Glossary#

Acoustic model#
Acoustic models#
GMM-HMM#: Acoustic models calculate how likely a phone is given the acoustic features (and previous and following states). The architecture used in MFA is Gaussian mixture models with hidden markov models (GMM-HMM). The GMM component models the distributions of acoustic features per phone (well, really many distributions that map to phones in a many-to-many mapping), and then the HMM component tracks the transition probabilities between states. State of the art approaches to acoustic modeling used deep neural networks, either in a hybrid DNN-HMM framework, or more recently, doing away with phone labels entirely to just model acoustics to words or subwords.
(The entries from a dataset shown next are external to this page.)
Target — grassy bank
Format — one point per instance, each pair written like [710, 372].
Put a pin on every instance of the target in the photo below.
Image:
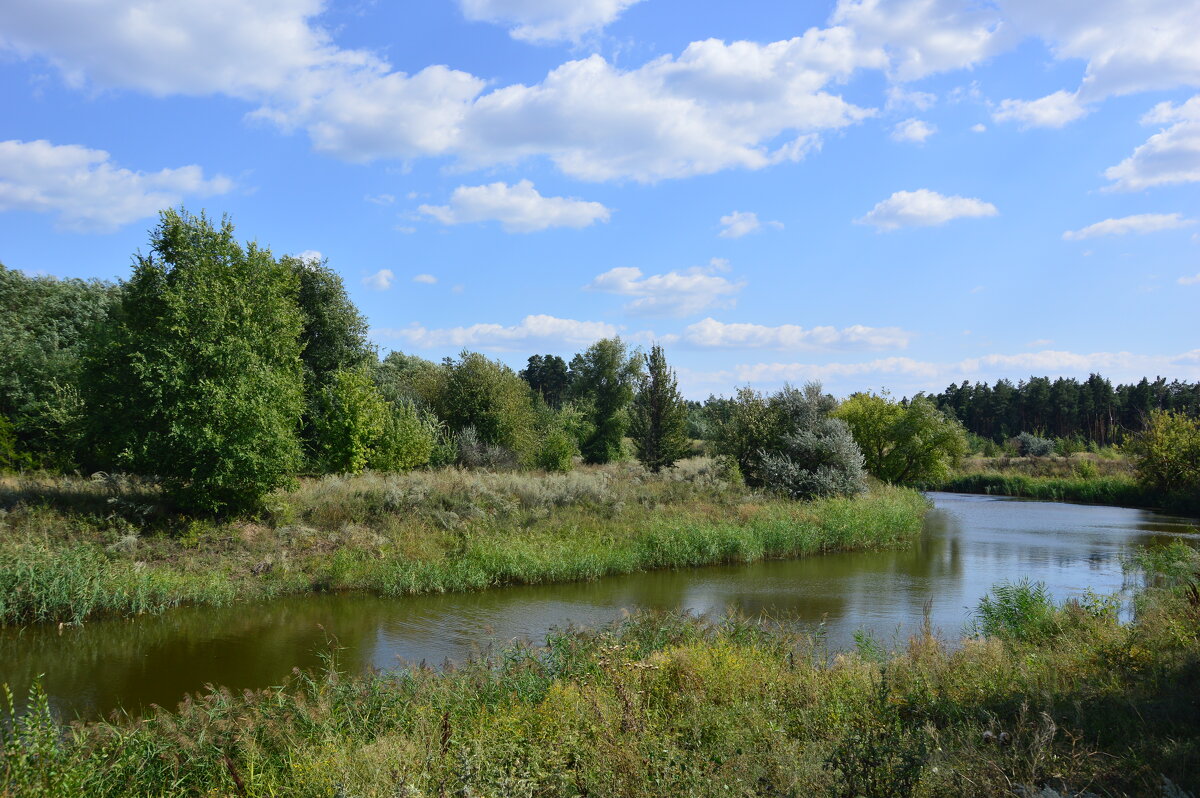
[78, 549]
[1055, 701]
[1083, 478]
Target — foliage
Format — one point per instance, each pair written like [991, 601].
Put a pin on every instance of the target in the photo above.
[549, 378]
[489, 397]
[1167, 454]
[407, 441]
[196, 376]
[816, 455]
[349, 419]
[45, 324]
[1031, 445]
[904, 443]
[604, 377]
[658, 417]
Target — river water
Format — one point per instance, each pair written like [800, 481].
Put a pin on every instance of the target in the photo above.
[970, 543]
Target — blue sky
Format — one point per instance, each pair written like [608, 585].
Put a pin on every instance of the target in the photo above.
[875, 193]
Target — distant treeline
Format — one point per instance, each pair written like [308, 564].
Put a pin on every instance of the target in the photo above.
[1091, 411]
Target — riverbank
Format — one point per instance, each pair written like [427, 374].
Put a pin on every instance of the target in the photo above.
[82, 549]
[1061, 699]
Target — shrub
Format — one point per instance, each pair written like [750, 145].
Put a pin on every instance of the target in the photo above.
[1030, 445]
[816, 455]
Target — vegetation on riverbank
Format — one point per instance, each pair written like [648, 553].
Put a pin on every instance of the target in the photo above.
[1054, 701]
[77, 549]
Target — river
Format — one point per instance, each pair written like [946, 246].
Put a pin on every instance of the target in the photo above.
[970, 543]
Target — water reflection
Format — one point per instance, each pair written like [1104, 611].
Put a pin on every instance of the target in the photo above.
[970, 544]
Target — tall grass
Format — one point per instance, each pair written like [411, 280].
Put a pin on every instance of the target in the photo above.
[77, 550]
[664, 705]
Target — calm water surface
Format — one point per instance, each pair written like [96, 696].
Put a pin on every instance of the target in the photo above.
[970, 544]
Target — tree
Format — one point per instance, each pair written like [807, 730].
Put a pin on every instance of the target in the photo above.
[658, 418]
[901, 443]
[603, 379]
[196, 377]
[1167, 454]
[348, 421]
[45, 323]
[334, 337]
[547, 377]
[816, 455]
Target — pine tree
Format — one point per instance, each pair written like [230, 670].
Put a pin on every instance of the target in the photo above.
[659, 415]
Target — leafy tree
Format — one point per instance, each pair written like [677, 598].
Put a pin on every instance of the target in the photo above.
[196, 376]
[334, 339]
[1167, 453]
[45, 323]
[407, 441]
[603, 378]
[489, 397]
[658, 418]
[744, 429]
[349, 419]
[816, 454]
[547, 377]
[910, 442]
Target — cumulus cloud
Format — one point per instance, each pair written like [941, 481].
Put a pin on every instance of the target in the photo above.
[1168, 157]
[546, 329]
[922, 37]
[912, 130]
[718, 335]
[675, 293]
[738, 223]
[924, 208]
[1138, 223]
[1053, 111]
[381, 280]
[517, 208]
[546, 21]
[715, 106]
[87, 190]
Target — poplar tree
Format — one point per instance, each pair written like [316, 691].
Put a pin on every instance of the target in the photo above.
[658, 418]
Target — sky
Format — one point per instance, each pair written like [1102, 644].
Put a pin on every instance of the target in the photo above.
[871, 193]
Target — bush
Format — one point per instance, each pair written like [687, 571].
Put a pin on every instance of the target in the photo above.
[1030, 445]
[816, 455]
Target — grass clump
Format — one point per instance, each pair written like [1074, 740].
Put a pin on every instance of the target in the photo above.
[1060, 700]
[79, 549]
grammar FST#: A WFST compiled from a language model that represents how likely a word is given the previous words (ngram model), or a linear acceptor from a known utterance transcription where there is only one path through the words in the transcript for use in alignment.
Grapheme-to-Phoneme#
G2P model#
G2P models#: G2P models generate sequences of phones based on an orthographic representation. Typically, the more transparent the orthography, the better the pronunciations generated. The architecture used in MFA is that of a weight Finite State Transducer (wFST), based on Pynini. More state of the art approaches use DNNs in a sequence-to-sequence task to get better performance, either RNNs or transformers.
Ivectors#
Ivector extractor#
Ivector extractors#: Ivectors are generated based off acoustic features like MFCCs, but are trained alongside a universal background model to be a representation of a speaker.
Language model#
Language models#: Language models calculate how likely a string of words is to occur, given the data they were trained on. They are typically generated over large text corpora. The architecture used in MFA is that of an N-Gram model (typically trigram), with a window of N-1 previous words that predict the current word. State of the art methods are typically RNN or transformer based approaches.
lexicon FST#: A WFST constructed from a pronunciation dictionary that can be composed with grammar FST and HMM-GMM acoustic model to align and transcribe speech.
MFCCs#: Mel-frequency cepstrum coefficients are the industry standard for acoustic features. The process involves windowing the acoustic waveform, scaling the frequencies into the Mel space (an auditory representation that gives more weight to lower frequencies over higher frequencies), and then performs a discrete cosine transform on the values in each filter bank to get orthogonal coefficients. There was a trend around 2015-2018 to use acoustic features that were more raw (i.e., not transformed to the Mel space, or the waveform directly), but in general most recent state of the art systems still use MFCC features.
Pronunciation dictionary#
Pronunciation dictionaries#: Pronunciation dictionaries are used to map words to phones that are aligned. The phone set used in the dictionary must match that of the acoustic model used, since the acoustic model will not be able to estimate probabilities for a phone label if it wasn’t trained on it. G2P models can be used to generate pronunciation dictionaries.
Pronunciation probabilities#: Pronunciation probabilities in dictionaries allow for certain spoken forms to be more likely, rather than just assigning equal weight to all pronunciation variants.
TextGrid#
TextGrids#: File format that can be used to mark time aligned utterances, and is the output format for alignments in MFA. See Praat for more details about TextGrids and their use in phonetics.
WFST#
FST#: A Finite State Transducer is a graph formalism that can transform a sequence of arbitrary input symbols into arbitrary output symbols. A Weighted Finite State Transducer is an FST that has costs associated with its various paths, so a single best output string can be selected. Training graphs are WFSTs of the lexicon WFST composed with linear acceptors of the transcription text. For transcription, lexicons are composed with language models as well. MFA’s G2P models are WFSTs trained using a pair ngram algorithm or the many to many Phonetisaurus algortithm.